Max Renggli, VRP und CEO Renggli AG, im Interview

Max Renggli, VRP und CEO Renggli AG, im Interview
Max Renggli, VRP und CEO Renggli AG. (Foto: EY)

von Patrick Gunti

Moneycab.com: Herr Renggli, Sie sind im Herbst letzten Jahres mit dem EY Entrepreneur of the Year-Award in der Kategorie Family Business geehrt worden. Herzliche Gratulation dazu. Was bedeutet die Auszeichnung für Sie und das Unternehmen?

Max Renggli: Die Auszeichnung ist eine grosse Wertschätzung an einen echten unternehmerischen Leistungsausweis, den man aber nur erbringen kann, wenn das Umfeld stimmt. Deshalb danke ich vor allem meiner Familie, den Kunden und Partnern und natürlich den engagierten Mitarbeitenden.

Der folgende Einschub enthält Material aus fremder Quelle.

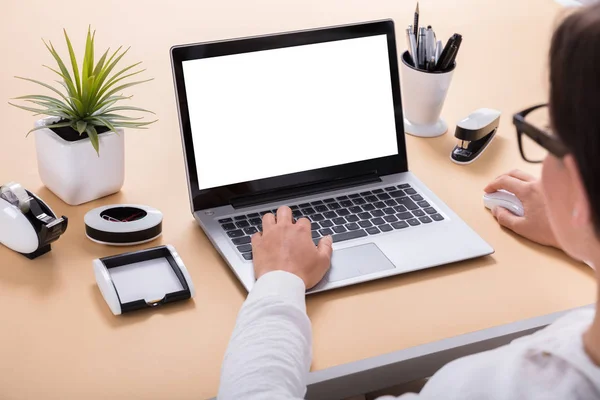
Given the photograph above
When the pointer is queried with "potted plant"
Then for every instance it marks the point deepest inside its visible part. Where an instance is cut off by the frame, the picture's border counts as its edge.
(79, 144)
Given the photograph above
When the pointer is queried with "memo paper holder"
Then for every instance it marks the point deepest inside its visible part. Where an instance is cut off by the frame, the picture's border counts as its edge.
(143, 279)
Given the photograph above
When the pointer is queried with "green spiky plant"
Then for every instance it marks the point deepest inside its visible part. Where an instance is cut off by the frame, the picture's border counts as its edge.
(91, 94)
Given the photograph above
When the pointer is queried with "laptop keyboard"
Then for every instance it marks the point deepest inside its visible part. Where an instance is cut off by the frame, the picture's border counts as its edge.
(345, 217)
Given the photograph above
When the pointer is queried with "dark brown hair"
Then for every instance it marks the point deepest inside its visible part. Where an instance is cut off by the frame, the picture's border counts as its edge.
(575, 95)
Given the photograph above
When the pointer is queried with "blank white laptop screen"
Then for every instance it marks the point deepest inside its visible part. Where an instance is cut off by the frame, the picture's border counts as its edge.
(276, 112)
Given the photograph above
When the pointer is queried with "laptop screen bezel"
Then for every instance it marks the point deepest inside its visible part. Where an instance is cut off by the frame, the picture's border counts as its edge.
(224, 195)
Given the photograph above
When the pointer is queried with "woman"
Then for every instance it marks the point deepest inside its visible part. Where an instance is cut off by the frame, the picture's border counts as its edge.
(269, 353)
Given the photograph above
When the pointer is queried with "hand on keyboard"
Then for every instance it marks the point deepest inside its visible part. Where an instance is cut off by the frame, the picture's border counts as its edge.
(287, 246)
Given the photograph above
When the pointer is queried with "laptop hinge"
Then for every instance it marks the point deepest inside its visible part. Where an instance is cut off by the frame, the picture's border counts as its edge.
(305, 190)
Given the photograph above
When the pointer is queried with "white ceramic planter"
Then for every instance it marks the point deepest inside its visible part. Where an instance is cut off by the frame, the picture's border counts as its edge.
(73, 171)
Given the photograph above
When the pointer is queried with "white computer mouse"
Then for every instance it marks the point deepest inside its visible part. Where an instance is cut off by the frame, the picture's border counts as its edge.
(504, 199)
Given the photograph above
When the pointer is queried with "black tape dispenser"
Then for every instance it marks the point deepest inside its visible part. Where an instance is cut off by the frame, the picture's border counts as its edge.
(475, 133)
(27, 224)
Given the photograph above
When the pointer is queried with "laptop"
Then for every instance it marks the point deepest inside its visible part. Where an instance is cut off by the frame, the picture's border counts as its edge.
(313, 120)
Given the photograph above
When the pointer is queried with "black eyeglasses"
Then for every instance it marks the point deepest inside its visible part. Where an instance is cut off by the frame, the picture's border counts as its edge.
(534, 142)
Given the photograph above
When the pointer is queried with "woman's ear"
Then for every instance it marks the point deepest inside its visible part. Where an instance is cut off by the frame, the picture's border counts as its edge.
(581, 215)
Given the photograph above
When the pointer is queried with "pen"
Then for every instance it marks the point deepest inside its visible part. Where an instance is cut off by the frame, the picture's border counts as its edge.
(430, 48)
(416, 25)
(438, 51)
(422, 48)
(452, 49)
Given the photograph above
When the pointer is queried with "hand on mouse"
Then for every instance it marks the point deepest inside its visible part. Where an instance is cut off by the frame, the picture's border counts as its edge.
(534, 225)
(287, 246)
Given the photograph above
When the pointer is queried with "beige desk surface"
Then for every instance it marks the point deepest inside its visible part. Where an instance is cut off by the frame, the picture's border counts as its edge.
(58, 339)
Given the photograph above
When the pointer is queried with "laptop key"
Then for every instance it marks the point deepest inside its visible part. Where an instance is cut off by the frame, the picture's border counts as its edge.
(364, 215)
(385, 228)
(352, 226)
(378, 221)
(317, 217)
(242, 240)
(236, 233)
(340, 237)
(228, 227)
(408, 203)
(334, 206)
(365, 224)
(242, 224)
(400, 225)
(390, 218)
(245, 248)
(437, 217)
(346, 203)
(326, 232)
(404, 215)
(343, 212)
(339, 229)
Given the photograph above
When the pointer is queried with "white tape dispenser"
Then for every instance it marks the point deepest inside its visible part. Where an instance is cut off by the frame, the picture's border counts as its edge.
(27, 224)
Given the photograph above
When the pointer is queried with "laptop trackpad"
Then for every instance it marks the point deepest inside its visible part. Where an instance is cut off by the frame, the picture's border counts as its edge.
(356, 261)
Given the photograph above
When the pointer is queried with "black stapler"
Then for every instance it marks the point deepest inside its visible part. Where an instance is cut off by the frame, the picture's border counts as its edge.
(475, 133)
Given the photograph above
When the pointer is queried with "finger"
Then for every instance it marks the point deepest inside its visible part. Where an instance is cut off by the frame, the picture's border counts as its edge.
(325, 247)
(268, 221)
(508, 183)
(284, 215)
(506, 218)
(303, 223)
(524, 176)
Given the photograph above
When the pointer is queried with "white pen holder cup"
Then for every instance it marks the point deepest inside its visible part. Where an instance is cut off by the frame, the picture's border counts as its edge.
(423, 96)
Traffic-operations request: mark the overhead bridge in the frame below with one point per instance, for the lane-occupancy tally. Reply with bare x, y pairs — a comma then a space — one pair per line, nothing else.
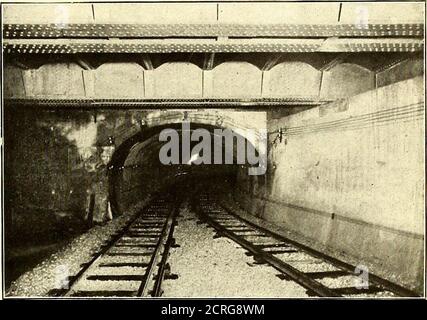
332, 94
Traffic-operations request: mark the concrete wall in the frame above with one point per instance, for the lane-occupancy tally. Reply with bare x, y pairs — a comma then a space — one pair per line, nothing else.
350, 176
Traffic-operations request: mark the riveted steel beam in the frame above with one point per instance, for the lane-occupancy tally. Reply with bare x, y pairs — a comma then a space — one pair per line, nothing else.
208, 62
161, 103
210, 30
74, 46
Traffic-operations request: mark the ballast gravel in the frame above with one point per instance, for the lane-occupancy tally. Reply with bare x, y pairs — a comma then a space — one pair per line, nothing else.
48, 275
216, 267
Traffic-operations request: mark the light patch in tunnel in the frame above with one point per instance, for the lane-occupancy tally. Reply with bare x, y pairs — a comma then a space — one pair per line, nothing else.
201, 153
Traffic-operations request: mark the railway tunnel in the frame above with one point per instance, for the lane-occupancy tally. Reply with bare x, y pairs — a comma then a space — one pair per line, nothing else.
335, 107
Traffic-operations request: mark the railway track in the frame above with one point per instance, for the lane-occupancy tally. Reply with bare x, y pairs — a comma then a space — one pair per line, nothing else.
321, 275
134, 262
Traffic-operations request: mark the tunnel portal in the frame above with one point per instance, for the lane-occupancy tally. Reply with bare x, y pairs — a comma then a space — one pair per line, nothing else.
331, 107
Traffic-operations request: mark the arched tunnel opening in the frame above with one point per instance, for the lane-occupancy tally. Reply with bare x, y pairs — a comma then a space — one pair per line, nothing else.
319, 192
136, 170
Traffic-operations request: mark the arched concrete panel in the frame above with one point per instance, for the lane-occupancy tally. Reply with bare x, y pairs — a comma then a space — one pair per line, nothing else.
13, 82
291, 79
346, 80
54, 79
174, 80
233, 79
114, 80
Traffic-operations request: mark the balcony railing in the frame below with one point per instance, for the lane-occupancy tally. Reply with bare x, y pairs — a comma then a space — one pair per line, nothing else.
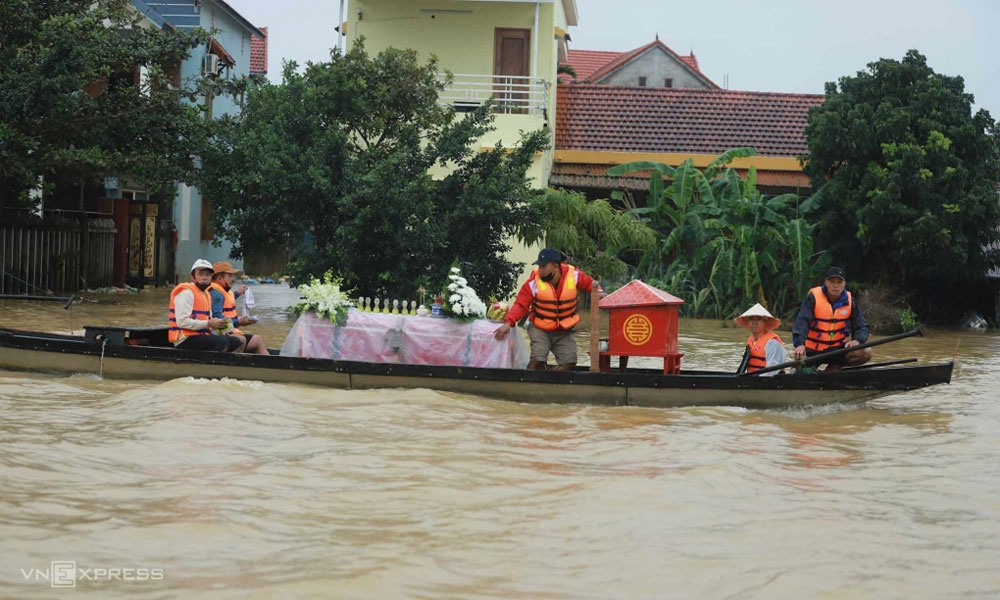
512, 94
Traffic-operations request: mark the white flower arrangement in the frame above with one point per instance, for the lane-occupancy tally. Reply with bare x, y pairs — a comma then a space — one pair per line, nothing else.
463, 302
325, 298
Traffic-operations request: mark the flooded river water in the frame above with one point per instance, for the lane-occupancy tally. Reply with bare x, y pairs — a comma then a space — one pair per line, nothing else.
239, 489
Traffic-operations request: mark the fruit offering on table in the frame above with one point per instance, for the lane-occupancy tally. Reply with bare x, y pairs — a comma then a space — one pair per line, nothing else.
497, 311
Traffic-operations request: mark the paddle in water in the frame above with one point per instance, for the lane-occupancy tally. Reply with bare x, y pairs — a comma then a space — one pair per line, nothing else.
826, 356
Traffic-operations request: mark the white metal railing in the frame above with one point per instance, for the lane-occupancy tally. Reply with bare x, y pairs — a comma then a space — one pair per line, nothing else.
994, 273
512, 94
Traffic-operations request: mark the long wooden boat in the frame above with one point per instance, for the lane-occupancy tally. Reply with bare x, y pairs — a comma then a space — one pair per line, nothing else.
138, 354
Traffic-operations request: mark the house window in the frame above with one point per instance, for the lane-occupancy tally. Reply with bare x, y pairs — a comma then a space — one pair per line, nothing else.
207, 234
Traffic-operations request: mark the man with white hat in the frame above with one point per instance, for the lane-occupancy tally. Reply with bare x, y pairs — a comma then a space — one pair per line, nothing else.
191, 324
764, 347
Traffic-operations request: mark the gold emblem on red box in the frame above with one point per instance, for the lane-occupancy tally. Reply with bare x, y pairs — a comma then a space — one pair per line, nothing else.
637, 329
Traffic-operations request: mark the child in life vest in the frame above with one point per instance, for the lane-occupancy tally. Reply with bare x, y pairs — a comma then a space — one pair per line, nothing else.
764, 347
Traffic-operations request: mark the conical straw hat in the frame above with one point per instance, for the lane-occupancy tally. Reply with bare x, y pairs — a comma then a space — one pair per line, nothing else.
770, 322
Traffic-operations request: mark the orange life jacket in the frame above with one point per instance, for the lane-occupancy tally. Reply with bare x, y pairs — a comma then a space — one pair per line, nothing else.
551, 312
201, 311
758, 353
228, 304
828, 329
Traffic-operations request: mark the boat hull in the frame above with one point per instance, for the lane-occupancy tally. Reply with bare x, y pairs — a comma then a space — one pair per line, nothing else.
30, 351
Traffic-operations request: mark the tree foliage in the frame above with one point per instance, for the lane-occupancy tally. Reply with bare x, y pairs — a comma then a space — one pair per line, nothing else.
597, 237
340, 156
721, 244
907, 176
69, 106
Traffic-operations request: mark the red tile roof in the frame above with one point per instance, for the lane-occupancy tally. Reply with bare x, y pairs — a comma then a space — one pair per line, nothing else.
637, 293
258, 53
577, 175
587, 63
674, 120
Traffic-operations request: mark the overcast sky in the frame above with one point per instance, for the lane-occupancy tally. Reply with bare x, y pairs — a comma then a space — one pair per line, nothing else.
766, 45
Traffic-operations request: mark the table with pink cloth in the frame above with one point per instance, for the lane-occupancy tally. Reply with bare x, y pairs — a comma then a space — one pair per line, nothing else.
388, 338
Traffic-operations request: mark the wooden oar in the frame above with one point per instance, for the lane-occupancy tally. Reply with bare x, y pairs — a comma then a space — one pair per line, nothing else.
595, 329
885, 364
826, 356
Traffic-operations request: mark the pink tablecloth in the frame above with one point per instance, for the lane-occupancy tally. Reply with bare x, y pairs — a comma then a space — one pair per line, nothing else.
388, 338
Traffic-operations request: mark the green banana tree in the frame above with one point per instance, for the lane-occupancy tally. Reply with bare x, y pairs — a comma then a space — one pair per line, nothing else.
723, 245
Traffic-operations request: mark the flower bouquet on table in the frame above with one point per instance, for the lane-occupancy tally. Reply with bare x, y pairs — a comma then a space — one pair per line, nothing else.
325, 298
463, 302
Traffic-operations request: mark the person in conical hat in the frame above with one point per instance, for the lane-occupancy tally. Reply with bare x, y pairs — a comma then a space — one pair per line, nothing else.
764, 348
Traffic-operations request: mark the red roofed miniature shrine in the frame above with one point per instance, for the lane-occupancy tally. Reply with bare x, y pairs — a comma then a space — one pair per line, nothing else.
643, 322
638, 293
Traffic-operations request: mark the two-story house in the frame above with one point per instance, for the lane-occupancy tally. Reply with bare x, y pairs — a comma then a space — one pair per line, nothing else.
508, 49
237, 48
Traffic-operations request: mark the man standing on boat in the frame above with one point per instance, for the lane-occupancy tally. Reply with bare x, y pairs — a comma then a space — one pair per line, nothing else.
191, 324
224, 307
828, 317
550, 298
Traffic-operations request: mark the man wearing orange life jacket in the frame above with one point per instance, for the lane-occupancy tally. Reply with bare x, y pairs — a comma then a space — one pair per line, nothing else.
224, 307
191, 324
764, 348
549, 298
830, 319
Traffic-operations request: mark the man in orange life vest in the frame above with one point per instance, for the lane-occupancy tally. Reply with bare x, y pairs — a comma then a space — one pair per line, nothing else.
828, 317
224, 307
191, 323
549, 297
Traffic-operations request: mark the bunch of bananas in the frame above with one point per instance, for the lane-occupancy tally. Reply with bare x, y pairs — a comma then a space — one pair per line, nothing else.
497, 311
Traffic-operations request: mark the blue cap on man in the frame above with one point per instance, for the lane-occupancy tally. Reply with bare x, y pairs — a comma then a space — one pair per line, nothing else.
548, 255
835, 272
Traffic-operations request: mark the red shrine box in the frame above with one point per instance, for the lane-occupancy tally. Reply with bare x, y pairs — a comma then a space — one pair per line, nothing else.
643, 323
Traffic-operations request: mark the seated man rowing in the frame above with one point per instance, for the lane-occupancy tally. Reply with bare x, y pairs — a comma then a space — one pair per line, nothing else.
224, 307
549, 297
191, 323
828, 317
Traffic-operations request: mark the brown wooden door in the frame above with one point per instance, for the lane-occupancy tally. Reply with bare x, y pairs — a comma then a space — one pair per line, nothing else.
511, 57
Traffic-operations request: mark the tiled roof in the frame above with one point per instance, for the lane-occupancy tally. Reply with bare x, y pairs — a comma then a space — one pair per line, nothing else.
637, 293
576, 175
258, 54
673, 120
628, 57
587, 63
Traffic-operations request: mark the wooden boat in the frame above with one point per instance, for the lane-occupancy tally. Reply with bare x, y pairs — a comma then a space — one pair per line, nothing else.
143, 353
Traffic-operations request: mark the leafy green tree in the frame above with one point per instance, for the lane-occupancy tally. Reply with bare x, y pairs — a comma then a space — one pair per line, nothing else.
339, 156
907, 178
70, 107
722, 244
597, 237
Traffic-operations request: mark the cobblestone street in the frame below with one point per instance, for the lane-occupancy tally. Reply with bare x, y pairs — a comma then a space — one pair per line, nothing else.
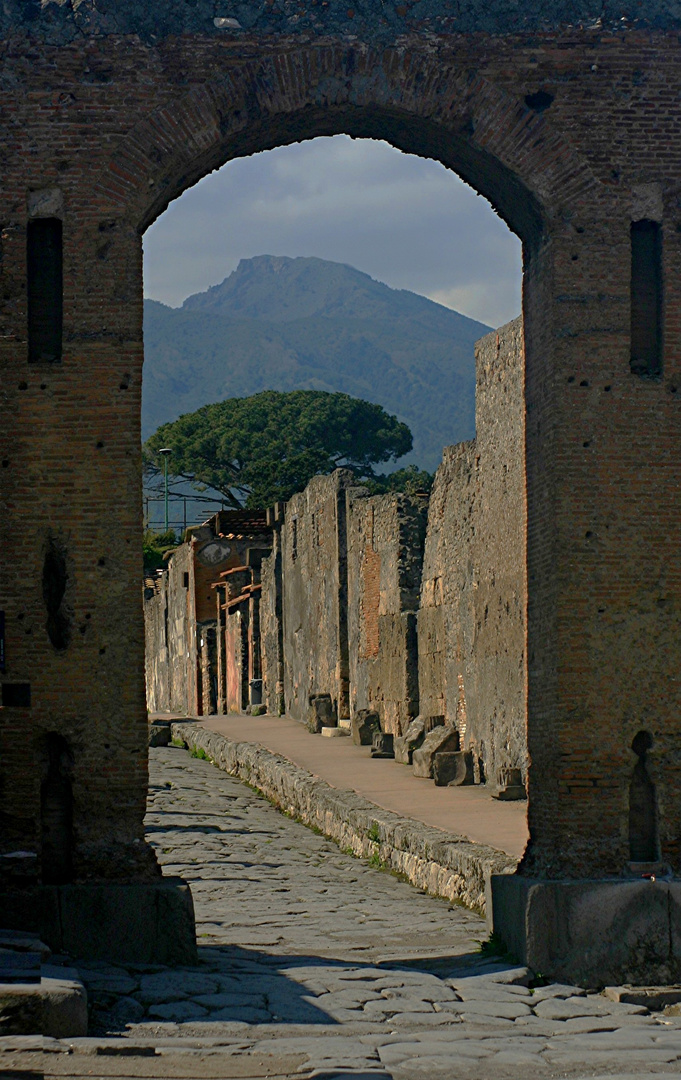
314, 962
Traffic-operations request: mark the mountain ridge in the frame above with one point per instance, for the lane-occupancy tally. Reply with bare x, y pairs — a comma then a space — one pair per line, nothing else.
281, 323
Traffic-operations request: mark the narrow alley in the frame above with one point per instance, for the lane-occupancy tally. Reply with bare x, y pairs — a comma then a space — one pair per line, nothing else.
314, 963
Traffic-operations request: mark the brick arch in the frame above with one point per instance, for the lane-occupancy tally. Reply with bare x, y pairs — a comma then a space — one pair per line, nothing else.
506, 151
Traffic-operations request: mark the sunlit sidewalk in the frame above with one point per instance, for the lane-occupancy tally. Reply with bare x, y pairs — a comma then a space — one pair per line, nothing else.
467, 811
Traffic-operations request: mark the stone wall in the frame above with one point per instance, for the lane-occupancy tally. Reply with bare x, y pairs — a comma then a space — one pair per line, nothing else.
147, 99
171, 638
472, 624
185, 659
313, 603
384, 557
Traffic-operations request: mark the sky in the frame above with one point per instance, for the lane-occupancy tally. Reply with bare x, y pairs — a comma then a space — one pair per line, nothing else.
407, 221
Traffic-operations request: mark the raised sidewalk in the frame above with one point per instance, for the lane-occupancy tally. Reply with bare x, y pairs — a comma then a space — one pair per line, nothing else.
447, 840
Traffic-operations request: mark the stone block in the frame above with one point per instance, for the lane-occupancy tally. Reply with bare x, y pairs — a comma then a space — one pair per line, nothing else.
17, 967
382, 745
511, 786
53, 1007
322, 713
159, 734
590, 932
443, 739
138, 922
365, 725
452, 769
654, 998
412, 738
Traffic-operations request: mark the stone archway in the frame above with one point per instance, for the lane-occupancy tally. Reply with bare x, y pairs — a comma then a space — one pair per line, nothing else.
104, 131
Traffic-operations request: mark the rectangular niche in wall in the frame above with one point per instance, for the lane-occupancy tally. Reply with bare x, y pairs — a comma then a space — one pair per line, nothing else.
647, 299
45, 288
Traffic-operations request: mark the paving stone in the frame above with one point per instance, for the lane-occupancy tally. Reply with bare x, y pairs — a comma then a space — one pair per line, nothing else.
124, 1011
244, 1014
557, 990
305, 950
571, 1008
507, 1010
178, 1011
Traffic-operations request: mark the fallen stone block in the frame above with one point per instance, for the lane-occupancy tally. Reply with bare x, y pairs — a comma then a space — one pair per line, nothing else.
453, 770
382, 745
511, 786
53, 1007
654, 998
412, 738
440, 740
365, 725
322, 713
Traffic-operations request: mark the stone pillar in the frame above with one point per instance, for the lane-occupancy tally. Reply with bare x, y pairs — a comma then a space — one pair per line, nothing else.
70, 566
604, 593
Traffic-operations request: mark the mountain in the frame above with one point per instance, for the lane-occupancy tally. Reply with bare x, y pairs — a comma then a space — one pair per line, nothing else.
309, 324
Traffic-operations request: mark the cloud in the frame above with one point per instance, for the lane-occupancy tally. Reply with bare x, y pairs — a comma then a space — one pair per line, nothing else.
406, 220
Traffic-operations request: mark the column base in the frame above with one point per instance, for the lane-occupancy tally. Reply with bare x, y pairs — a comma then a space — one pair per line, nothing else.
593, 932
141, 922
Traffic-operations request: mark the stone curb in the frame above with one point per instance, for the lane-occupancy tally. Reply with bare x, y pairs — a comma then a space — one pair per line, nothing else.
440, 863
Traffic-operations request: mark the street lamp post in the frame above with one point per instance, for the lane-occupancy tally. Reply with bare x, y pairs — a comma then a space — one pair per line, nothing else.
165, 453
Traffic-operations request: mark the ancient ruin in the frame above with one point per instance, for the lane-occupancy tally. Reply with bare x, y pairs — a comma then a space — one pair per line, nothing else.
566, 121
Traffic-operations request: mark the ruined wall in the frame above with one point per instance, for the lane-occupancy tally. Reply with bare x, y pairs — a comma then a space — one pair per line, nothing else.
446, 591
498, 670
472, 624
236, 665
271, 638
384, 558
171, 638
314, 604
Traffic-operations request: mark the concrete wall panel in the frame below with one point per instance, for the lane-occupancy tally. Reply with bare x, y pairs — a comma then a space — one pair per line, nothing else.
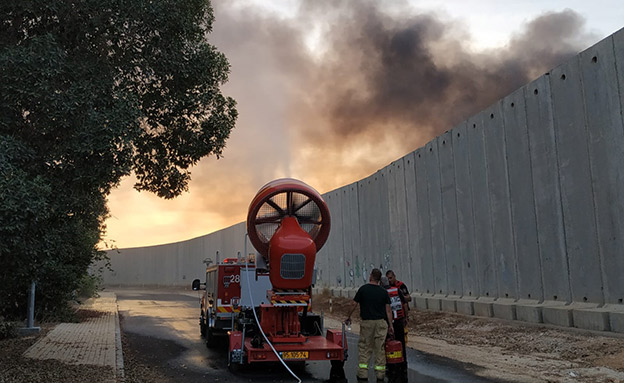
524, 224
423, 235
351, 222
383, 247
481, 208
398, 221
449, 215
500, 209
334, 248
414, 262
546, 191
465, 216
606, 151
366, 198
432, 165
576, 185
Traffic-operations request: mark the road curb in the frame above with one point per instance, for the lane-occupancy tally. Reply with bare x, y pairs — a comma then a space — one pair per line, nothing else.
119, 364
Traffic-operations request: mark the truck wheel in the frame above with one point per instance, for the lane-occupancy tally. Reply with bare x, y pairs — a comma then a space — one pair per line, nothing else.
336, 372
210, 338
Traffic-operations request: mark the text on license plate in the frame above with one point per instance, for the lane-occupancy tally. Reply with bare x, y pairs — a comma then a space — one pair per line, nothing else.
295, 355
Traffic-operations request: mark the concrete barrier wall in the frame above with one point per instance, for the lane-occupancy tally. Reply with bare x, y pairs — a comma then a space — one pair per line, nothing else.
523, 201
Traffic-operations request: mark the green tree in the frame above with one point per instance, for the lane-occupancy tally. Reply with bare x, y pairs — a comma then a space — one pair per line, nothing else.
91, 91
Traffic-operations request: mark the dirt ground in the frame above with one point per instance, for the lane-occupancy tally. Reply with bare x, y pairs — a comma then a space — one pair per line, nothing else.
506, 350
15, 368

Sie leiten das Familienunternehmen seit 1991 in vierter Generation. Sie zählen zu den Pionieren des Minergie-Standards, als Visionär des Holzsystembaus und beschäftigten heute über 200 Mitarbeitende. Welche Faktoren haben diesen Erfolg möglich gemacht?

Besondere Bedeutung für unseren Erfolg hat für mich unsere starke Mannschaft. Sie haben über die Jahre gelernt, sich an den Zeichen der Zeit zu orientieren, übernehmen eine hohe Eigenverantwortung und identifizieren sich stark mit der Firma. Dabei ist es eine der Grundvoraussetzungen, die Rahmenbedingungen zu schaffen, in denen sich Mitarbeitende weiterentwickeln können und wollen.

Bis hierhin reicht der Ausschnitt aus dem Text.